孤独そのものであるこの主人公、やる気と野心は十分ある様子。
持ち前の大胆さを使い事件現場で撮った動画がテレビ局に売れた事に味をしめ、その仕事をしていくうちに承認欲求も金銭的にも満たされ、どんどんと行動がエスカレートし狂気を帯びていく様子が描かれます。

はじめのほうの主人公の何を考えてるのかわからないところ、世間から少しズレてる感じ、女性との距離のとり方が少しおかしいところは映画タクシードライバーの主人公を思い出しました。

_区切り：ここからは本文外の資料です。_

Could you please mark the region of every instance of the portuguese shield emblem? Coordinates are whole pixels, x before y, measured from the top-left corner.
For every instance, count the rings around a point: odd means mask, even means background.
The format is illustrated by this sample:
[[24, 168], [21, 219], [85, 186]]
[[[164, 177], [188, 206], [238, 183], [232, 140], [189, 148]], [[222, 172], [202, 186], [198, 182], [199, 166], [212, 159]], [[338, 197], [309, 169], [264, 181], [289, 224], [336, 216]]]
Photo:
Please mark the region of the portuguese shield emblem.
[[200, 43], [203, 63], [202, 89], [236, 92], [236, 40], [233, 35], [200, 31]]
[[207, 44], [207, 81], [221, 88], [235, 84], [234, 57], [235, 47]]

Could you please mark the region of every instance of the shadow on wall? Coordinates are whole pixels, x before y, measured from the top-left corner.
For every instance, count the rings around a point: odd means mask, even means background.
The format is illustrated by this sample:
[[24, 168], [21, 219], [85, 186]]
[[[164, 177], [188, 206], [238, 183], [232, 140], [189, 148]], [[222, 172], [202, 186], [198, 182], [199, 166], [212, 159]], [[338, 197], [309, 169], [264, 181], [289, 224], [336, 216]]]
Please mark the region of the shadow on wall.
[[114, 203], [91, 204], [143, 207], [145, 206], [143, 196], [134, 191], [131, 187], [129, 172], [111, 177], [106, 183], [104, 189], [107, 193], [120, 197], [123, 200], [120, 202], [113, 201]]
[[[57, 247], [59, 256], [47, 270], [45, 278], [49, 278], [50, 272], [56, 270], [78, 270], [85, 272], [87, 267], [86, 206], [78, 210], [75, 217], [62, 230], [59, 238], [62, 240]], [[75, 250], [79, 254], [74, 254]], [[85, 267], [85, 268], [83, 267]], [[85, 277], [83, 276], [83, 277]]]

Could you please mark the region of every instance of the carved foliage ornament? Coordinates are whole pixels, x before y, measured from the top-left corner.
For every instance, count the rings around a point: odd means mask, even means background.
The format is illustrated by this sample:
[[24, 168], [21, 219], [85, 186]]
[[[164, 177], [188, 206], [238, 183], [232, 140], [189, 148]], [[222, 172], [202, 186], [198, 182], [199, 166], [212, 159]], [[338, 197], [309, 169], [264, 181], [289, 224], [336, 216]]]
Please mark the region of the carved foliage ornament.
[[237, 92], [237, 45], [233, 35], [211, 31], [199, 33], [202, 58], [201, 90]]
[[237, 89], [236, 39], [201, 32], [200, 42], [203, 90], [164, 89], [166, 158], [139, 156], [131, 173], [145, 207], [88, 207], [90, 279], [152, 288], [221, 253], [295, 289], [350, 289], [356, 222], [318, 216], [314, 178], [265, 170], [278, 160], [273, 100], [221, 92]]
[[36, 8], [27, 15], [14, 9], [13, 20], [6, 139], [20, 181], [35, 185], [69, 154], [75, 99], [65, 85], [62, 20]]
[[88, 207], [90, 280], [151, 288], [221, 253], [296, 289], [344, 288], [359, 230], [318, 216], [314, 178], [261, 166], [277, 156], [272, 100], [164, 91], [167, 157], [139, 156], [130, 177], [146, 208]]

だんだん見ているうちにこの映画の主人公はサイコパスであると感じるけれど、生まれつきなのか困窮と孤独がそうさせたのか…両方なのかな。

主人公を演じるジェイク・ギレンホールさんがハマっていて、主人公の狂気を見事に体現しています。

視聴率を稼ぐために事故や事件の被害者の姿を露骨に写した過激な動画を喉から手が出るほど欲しがるテレビ局の姿も描かれ、放送する側も視る側も倫理としてどこが過激さの境界線なのかと考えさせられます。

この映画、ほとんどが夜のシーンでLAの都会だけど少し寂しげな夜の風景がどこか美しいです。

ラストは予想したものではなく意外だったけど、このラストには皮肉と風刺が込められているのではないかと思いました。

終わってみるとテレビ局にもサイコパスが居たので、サイコパス✖️2ですね。